Variety's Peter Debruge wrote that Manodrome struggled to live up to its provocative premise, lacking the depth and nuance needed to effectively explore the state of contemporary masculinity, saying, "The characters feel thin, the secret society seems implausible and its goals too vague to capture the imagination." Writing for Cineuropa, Davide Abbatescianni described the film's final result as a "captivating pastiche made up of thriller, psychological drama and surreal comedy tropes, filled with crazy twists and turns...This hodgepodge may be amusing or fascinating to some, but frustrating to others.
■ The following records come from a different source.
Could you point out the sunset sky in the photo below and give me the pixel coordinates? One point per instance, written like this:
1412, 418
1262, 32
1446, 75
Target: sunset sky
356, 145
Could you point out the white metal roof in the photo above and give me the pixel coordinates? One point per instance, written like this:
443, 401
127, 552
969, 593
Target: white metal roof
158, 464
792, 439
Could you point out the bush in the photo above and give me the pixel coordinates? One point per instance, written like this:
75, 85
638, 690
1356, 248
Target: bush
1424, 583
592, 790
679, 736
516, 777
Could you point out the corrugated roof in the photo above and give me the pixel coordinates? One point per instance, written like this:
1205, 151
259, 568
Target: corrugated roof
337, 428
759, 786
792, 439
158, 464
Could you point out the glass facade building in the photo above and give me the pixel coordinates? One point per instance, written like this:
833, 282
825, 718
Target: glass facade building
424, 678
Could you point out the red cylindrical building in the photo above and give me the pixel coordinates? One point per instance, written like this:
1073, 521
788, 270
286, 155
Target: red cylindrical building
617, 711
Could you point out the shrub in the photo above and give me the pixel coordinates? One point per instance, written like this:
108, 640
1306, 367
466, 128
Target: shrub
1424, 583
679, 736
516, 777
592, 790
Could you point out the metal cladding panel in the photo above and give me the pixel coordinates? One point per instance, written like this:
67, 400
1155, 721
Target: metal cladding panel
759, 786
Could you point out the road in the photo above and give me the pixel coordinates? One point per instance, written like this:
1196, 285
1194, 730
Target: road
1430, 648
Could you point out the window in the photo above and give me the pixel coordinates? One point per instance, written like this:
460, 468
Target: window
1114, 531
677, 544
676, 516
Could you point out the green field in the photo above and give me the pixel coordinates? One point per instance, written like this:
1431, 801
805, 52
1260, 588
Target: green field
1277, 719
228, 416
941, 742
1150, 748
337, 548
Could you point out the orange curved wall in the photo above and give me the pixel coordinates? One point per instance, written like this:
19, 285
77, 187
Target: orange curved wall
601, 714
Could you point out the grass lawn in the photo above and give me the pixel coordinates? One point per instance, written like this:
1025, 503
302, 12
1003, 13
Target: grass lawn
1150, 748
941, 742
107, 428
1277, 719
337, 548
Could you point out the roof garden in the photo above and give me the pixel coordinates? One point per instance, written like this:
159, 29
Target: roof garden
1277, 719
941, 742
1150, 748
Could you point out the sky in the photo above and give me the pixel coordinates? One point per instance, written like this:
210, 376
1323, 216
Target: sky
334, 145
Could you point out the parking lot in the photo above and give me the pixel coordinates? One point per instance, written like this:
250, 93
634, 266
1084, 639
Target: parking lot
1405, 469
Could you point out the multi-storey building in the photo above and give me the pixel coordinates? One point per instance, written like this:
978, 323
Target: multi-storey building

That being said, viewers certainly should not expect a serious treatment of any of the themes this movie aims to broach," he warned.

Collider's review, titled "Jesse Eisenberg Struggles With Inner Rage in Raw Deconstruction of Masculinity," said that Manodrome may have its imperfections, but it offered a thoughtful exploration of toxic masculinity and its impact, as well as a strong warning about the dangers of enabling broken men. It writes, "it serves as a gritty character study where Eisenberg can flex some new acting muscles. Add the always-reliable Brody to the mix, and it’s easy to forgive Manodromes imperfections."